Tenant Eviction Orders Up 17% in the UK

By - Monday 05 March 2012

More dark clouds on the horizon of the UK's unprecedented countrywide rental boom as a new report reveals a 17% growth in private tenancy evictions since 2007. The report is based on data from legal information specialist Sweet and Maxwell, which shows 14,895 possession order claims were launched by private landlords last year, compared to 12,686 in 2008. A possession order makes a landlord legally able to evict tenants and retake possession of a property.

It is easy to blame the rise on the recession and the unemployment and financial hardship it has caused, and this is undoubtedly a major part of it.

According to the Office for National Statistics, some 2.67 million people were unemployed by the final quarter of 2011, the highest level seen in the UK since 1995.

"Rising unemployment will obviously have an immediate and clear impact on an individual's expenditure and financial obligations," said Daniel Dovar, co-author of Residential Possession Proceedings, published by Sweet & Maxwell.
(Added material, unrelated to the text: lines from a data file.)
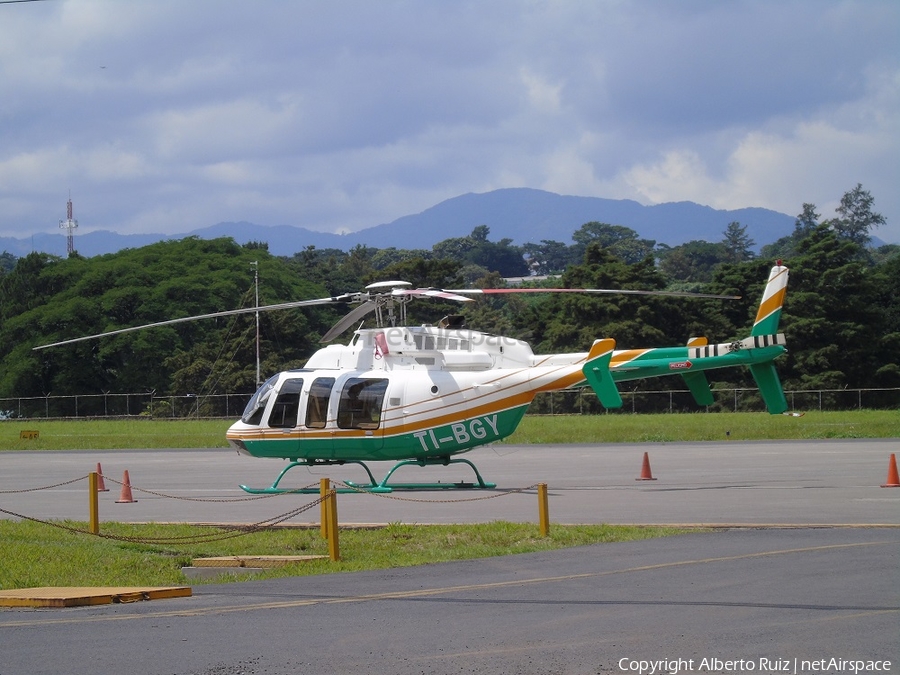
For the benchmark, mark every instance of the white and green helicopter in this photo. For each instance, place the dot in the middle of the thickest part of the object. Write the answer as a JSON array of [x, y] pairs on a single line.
[[422, 395]]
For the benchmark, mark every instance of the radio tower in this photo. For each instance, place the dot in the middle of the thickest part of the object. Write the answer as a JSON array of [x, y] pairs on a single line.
[[69, 224]]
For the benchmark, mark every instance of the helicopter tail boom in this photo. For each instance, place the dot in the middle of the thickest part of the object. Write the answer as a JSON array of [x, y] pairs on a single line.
[[603, 369]]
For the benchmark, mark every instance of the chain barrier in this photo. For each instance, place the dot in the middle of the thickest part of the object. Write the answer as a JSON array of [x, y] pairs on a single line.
[[43, 487], [218, 500], [230, 531]]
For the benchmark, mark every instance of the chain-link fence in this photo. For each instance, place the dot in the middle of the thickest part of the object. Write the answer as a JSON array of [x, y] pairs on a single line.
[[580, 401]]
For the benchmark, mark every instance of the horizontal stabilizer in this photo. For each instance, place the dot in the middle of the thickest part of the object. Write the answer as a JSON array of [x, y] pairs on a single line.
[[596, 372]]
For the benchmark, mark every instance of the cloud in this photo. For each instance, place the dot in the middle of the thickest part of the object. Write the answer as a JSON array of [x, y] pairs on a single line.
[[167, 116]]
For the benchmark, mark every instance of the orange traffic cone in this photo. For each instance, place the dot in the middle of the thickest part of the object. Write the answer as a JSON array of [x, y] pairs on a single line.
[[101, 486], [125, 497], [893, 478], [645, 469]]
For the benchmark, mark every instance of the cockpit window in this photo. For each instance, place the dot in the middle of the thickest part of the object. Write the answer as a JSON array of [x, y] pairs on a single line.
[[360, 404], [286, 406], [257, 404]]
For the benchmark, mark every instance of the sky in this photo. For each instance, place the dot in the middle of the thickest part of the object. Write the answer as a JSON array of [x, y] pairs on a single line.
[[166, 116]]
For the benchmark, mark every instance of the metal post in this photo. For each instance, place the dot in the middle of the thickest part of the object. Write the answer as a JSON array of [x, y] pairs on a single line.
[[93, 503], [324, 488], [334, 548], [543, 510]]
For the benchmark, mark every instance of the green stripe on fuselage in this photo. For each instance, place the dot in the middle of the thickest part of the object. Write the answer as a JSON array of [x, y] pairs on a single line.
[[444, 440]]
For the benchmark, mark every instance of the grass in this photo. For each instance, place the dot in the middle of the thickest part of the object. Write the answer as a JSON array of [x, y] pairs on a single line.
[[38, 554], [534, 429]]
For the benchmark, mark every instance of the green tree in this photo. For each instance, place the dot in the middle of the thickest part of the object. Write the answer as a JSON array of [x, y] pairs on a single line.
[[692, 262], [830, 315], [855, 216], [7, 263], [738, 244], [623, 242], [548, 257], [785, 248]]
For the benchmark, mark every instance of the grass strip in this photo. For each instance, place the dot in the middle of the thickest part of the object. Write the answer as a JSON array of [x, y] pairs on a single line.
[[37, 554]]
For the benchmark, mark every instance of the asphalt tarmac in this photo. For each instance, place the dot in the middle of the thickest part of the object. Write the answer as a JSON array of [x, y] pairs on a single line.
[[786, 483], [815, 591]]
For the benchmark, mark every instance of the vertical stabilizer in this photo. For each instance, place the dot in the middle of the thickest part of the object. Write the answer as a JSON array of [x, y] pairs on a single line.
[[769, 313]]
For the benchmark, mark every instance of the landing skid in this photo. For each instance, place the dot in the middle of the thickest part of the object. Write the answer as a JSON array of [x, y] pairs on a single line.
[[373, 486]]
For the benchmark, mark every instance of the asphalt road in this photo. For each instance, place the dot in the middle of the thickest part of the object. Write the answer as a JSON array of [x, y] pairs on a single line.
[[805, 482], [749, 600]]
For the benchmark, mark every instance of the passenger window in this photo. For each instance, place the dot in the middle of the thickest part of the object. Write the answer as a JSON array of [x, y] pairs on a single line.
[[360, 403], [286, 407], [317, 404]]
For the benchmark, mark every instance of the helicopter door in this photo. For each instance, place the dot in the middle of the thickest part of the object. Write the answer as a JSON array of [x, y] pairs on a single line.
[[285, 411], [317, 402], [359, 416]]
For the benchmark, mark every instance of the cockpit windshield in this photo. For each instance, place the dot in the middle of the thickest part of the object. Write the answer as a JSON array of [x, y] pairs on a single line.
[[257, 405]]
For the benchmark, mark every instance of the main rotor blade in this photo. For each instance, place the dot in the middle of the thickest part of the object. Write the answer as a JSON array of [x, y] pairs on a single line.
[[432, 293], [605, 291], [352, 317], [230, 312]]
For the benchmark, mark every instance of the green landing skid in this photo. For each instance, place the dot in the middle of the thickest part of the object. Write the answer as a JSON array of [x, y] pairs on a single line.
[[275, 490], [383, 486], [373, 486]]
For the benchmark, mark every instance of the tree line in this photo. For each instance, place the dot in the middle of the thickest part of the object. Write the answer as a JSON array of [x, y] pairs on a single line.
[[841, 316]]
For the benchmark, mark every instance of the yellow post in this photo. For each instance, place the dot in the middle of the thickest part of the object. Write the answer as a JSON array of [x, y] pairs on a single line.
[[324, 487], [93, 505], [543, 509], [334, 548]]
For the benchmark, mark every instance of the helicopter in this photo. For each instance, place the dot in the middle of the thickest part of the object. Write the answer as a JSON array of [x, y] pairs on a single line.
[[422, 395]]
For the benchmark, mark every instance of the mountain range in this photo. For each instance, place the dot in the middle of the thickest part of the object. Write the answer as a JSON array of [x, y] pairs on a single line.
[[522, 215]]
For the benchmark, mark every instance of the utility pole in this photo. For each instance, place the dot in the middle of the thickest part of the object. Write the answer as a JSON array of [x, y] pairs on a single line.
[[255, 266], [69, 224]]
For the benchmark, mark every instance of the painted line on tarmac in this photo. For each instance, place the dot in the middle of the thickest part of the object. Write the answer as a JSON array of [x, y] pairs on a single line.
[[427, 592]]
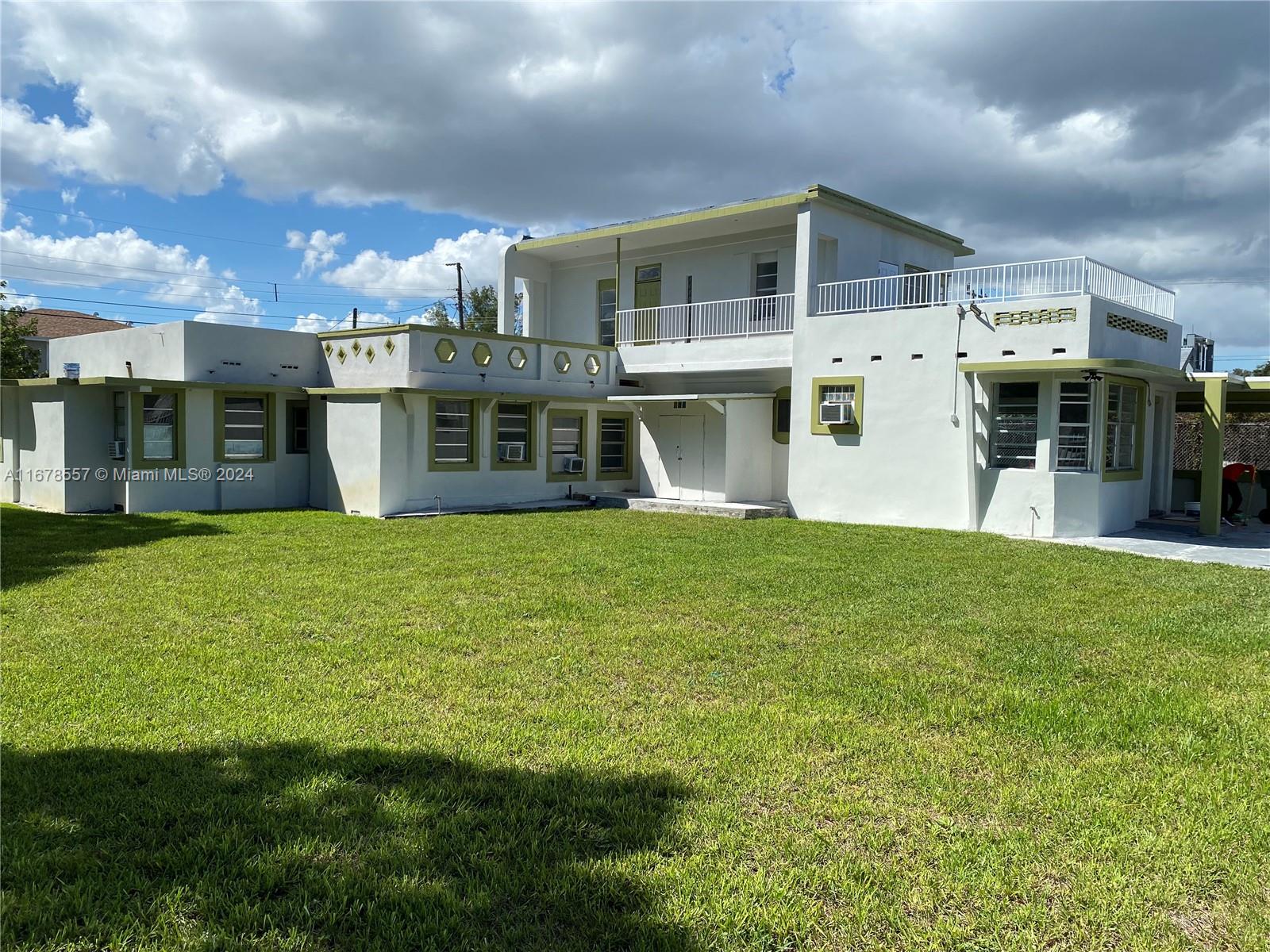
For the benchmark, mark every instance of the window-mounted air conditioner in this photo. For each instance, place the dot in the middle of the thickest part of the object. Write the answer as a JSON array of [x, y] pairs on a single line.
[[836, 414]]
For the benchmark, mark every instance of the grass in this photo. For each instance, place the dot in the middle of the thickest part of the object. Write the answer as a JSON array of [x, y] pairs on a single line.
[[609, 729]]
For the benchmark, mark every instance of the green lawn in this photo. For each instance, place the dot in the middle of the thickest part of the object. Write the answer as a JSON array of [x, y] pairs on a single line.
[[610, 730]]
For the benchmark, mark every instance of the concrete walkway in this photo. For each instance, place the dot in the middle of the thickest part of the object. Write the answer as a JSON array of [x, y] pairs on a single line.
[[1246, 546]]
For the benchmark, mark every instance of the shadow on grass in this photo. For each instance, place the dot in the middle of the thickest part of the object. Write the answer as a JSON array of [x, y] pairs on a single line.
[[36, 546], [291, 846]]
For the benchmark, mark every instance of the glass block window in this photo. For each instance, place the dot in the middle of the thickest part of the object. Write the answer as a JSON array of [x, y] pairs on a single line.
[[159, 425], [244, 428], [1075, 425], [452, 432], [1122, 427], [1014, 425]]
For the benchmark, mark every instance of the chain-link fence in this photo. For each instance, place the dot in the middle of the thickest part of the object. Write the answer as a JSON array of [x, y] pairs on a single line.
[[1245, 442]]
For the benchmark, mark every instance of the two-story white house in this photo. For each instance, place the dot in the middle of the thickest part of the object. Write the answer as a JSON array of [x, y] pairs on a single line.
[[808, 348]]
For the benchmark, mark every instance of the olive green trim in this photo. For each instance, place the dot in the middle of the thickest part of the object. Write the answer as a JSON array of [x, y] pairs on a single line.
[[271, 428], [139, 433], [629, 473], [473, 437], [825, 429], [531, 460], [1140, 431], [1071, 363], [582, 446], [781, 393]]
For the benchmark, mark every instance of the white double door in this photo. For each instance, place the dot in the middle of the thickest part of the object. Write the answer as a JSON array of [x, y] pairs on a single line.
[[681, 442]]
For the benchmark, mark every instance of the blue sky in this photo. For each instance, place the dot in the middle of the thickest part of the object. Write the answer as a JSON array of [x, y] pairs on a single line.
[[378, 141]]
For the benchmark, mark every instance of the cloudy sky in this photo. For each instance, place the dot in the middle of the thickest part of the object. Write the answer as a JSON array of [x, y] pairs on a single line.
[[194, 156]]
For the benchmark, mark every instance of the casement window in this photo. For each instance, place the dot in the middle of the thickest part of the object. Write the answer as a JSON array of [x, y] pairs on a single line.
[[159, 425], [1014, 425], [1122, 448], [1075, 427], [298, 427], [514, 436], [606, 305], [452, 432], [244, 427], [568, 431], [615, 446]]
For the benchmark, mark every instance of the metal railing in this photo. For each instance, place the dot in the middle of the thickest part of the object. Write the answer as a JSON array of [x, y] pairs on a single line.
[[738, 317], [997, 282]]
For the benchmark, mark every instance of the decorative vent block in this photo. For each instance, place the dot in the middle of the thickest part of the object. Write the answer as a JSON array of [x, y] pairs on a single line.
[[446, 351], [1022, 319], [1134, 327]]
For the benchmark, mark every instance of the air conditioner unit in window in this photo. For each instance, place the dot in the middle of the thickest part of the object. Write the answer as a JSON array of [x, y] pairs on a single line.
[[835, 414]]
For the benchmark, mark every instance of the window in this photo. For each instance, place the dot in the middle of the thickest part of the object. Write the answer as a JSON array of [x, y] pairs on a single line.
[[452, 432], [606, 304], [568, 429], [244, 428], [158, 425], [1122, 427], [298, 427], [615, 446], [1014, 425], [514, 436], [1075, 425]]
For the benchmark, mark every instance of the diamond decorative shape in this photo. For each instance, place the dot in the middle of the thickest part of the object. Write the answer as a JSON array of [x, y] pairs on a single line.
[[446, 351]]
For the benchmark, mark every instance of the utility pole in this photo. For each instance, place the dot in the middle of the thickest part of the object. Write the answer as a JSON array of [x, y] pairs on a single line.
[[460, 267]]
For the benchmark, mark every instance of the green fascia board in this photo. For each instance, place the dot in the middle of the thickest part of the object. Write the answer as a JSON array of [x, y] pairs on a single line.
[[1072, 363], [531, 447]]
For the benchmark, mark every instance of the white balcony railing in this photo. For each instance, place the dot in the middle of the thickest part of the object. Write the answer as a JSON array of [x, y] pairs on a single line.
[[996, 282], [740, 317]]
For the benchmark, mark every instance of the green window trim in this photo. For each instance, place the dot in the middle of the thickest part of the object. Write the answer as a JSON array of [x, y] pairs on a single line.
[[137, 448], [781, 393], [629, 473], [1140, 427], [473, 463], [823, 429], [271, 429], [552, 416], [531, 460]]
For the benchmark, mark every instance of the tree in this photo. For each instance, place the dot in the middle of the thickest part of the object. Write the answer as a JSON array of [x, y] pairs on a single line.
[[18, 359]]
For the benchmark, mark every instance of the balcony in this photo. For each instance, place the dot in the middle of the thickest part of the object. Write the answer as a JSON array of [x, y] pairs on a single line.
[[740, 317], [995, 283]]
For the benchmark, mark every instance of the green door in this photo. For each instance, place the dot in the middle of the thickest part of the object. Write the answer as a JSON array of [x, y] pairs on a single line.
[[648, 295]]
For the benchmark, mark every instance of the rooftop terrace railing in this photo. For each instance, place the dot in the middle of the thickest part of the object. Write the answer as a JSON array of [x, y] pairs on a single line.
[[997, 282]]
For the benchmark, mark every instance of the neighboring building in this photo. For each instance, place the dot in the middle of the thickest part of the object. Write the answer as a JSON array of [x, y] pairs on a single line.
[[810, 348], [52, 324]]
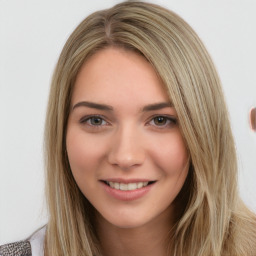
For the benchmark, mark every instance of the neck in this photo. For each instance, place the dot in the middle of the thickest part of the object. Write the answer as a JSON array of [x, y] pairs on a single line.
[[149, 239]]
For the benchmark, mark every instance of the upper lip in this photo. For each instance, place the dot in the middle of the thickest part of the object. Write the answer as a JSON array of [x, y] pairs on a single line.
[[126, 181]]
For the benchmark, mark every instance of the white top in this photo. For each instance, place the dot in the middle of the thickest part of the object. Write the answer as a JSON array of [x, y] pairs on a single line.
[[37, 242]]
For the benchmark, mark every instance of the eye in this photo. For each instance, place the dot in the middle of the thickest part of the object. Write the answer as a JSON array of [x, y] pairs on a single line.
[[93, 121], [163, 121]]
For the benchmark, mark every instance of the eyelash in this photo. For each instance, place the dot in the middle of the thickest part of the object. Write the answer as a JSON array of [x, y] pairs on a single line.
[[169, 121]]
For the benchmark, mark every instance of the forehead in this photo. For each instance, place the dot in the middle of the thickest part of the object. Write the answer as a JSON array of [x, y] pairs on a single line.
[[114, 73]]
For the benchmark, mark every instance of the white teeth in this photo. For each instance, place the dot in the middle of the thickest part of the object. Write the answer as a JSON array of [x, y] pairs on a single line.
[[129, 186]]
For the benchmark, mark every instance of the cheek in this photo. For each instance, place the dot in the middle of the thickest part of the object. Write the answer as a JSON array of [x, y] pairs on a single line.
[[173, 155], [83, 154]]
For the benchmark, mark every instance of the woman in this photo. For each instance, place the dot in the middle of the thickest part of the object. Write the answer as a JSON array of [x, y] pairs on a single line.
[[139, 151]]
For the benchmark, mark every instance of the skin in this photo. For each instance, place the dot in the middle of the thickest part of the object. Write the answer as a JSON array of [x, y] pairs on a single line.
[[129, 139]]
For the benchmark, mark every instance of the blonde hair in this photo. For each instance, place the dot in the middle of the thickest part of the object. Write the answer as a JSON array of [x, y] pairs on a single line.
[[214, 221]]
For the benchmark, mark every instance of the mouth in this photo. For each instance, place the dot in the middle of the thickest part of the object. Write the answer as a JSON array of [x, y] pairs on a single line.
[[127, 186]]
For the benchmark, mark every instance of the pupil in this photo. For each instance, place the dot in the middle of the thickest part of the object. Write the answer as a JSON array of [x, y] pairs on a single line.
[[96, 121], [160, 120]]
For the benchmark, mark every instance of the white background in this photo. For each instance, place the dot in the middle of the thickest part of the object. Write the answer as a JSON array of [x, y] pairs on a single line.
[[32, 34]]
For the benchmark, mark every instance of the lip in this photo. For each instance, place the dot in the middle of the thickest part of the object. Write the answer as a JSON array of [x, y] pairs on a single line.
[[127, 195]]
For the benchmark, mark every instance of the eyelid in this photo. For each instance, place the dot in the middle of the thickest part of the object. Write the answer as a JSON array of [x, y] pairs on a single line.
[[173, 121], [84, 119]]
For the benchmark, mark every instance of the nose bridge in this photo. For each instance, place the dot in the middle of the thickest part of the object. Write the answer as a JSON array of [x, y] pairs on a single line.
[[127, 147]]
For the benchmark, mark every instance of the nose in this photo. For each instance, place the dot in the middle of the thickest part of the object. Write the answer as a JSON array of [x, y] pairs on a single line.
[[126, 149]]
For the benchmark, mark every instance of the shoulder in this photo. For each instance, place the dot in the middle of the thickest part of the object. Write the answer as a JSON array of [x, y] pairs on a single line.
[[33, 246]]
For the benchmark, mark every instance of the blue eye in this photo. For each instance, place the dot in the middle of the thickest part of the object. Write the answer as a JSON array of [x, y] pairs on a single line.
[[163, 121], [93, 121]]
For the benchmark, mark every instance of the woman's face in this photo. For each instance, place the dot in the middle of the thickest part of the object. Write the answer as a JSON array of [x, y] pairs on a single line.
[[124, 144]]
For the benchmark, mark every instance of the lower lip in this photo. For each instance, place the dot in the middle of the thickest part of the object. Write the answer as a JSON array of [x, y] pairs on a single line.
[[127, 195]]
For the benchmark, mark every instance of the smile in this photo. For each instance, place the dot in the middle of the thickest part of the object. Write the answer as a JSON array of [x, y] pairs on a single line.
[[124, 186], [127, 186]]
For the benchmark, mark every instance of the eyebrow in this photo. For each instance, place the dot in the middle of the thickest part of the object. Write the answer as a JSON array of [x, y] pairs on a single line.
[[92, 105], [151, 107], [157, 106]]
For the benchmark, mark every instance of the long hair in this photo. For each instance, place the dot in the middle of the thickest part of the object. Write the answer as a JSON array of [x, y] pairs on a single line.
[[214, 220]]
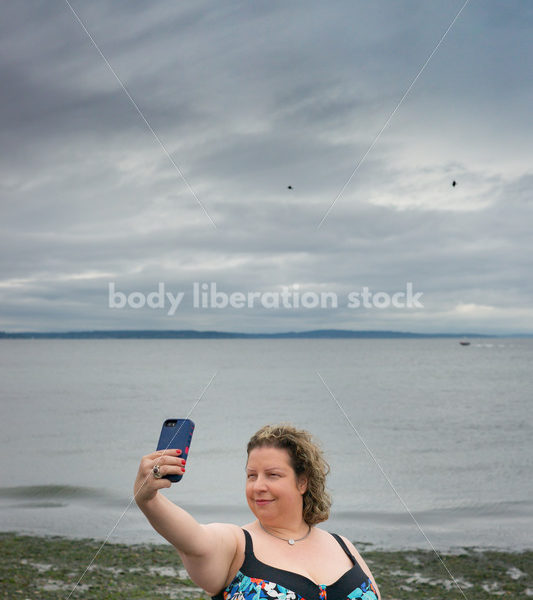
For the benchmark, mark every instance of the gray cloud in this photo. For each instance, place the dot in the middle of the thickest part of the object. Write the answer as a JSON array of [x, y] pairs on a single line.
[[249, 99]]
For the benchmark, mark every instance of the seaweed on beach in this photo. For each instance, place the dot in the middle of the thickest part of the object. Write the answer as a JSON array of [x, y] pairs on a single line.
[[54, 567]]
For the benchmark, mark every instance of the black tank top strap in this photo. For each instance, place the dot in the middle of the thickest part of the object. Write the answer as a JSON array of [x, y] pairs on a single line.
[[343, 545], [249, 547]]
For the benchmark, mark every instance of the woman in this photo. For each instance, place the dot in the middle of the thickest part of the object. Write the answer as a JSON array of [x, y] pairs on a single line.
[[279, 555]]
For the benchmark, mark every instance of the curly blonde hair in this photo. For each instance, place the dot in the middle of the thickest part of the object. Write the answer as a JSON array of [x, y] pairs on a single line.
[[306, 459]]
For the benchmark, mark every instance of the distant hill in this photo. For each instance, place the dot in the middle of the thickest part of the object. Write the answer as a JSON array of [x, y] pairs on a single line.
[[191, 334]]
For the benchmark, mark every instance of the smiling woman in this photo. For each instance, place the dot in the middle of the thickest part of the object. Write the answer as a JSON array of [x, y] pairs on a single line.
[[281, 554]]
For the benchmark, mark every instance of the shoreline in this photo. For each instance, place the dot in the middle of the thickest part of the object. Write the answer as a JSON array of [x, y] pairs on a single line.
[[46, 567]]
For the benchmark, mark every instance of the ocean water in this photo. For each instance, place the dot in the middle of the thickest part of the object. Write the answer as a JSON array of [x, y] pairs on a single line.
[[429, 442]]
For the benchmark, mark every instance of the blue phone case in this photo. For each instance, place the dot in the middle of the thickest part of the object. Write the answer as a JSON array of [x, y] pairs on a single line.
[[176, 433]]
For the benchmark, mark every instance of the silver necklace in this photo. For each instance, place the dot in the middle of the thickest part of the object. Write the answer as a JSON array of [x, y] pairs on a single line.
[[290, 541]]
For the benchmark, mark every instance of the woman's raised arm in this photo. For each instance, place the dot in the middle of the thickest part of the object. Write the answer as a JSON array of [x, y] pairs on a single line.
[[207, 551]]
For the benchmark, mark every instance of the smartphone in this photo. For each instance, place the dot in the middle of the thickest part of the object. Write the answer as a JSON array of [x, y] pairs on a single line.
[[176, 433]]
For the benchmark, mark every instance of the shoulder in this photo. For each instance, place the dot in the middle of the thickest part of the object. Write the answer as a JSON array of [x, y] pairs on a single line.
[[360, 560]]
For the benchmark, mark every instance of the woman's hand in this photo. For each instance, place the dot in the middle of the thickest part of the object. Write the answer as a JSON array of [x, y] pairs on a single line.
[[146, 485]]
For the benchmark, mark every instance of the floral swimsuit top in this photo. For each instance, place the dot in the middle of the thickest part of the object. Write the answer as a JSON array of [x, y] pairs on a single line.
[[258, 581]]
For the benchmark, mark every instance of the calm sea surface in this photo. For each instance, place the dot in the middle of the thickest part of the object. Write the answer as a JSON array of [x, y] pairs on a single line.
[[413, 429]]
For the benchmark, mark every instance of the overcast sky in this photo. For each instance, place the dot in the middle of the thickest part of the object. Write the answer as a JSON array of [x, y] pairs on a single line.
[[249, 98]]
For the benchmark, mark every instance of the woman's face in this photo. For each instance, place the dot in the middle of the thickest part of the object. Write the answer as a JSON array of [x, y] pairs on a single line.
[[273, 491]]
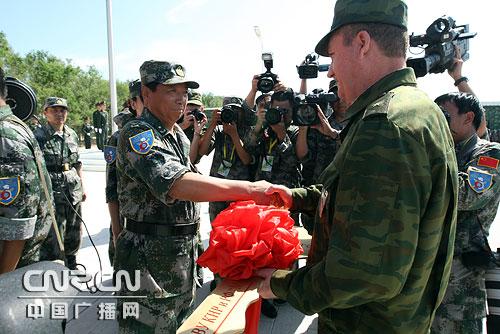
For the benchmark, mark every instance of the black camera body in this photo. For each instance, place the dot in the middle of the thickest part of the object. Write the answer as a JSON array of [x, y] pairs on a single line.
[[20, 98], [198, 114], [305, 111], [311, 67], [441, 37], [229, 113], [267, 80], [274, 115]]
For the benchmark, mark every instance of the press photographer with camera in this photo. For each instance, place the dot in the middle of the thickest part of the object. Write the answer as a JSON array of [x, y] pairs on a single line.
[[463, 307], [24, 209]]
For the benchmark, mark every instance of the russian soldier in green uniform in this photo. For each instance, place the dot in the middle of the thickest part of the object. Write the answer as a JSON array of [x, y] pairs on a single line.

"Many landlords may feel they have little option other than to evict tenants who are not paying full rent and who can no longer guarantee that their rent will be paid in the foreseeable future."

However, it is not just about unemployment; tenants who become unemployed can claim housing benefit, and providing the claim was accepted the landlord would have difficulty evicting them in this circumstance. The trouble is that, the government has recently imposed limits on what can be claimed for housing benefit, which has left some tenants with a shortfall between their benefit and rental liability. This problem is no doubt compounded by the fact that rents have risen by 8% since 2009 according to the LSL rental index.

At the same time you have increasing competition in the rental market; landlords no longer need to be happy with poor paying tenants, because there are many families looking for rented accommodation in today's property market.

Dovar said: "Higher demand for rental properties also means private landlords are less likely to have an overly sympathetic approach to tenants defaulting on their rent or who are behaving antisocially. They may have a stream of potential tenants waiting for properties to become free so they are less concerned about the property remaining empty if they evict existing tenants.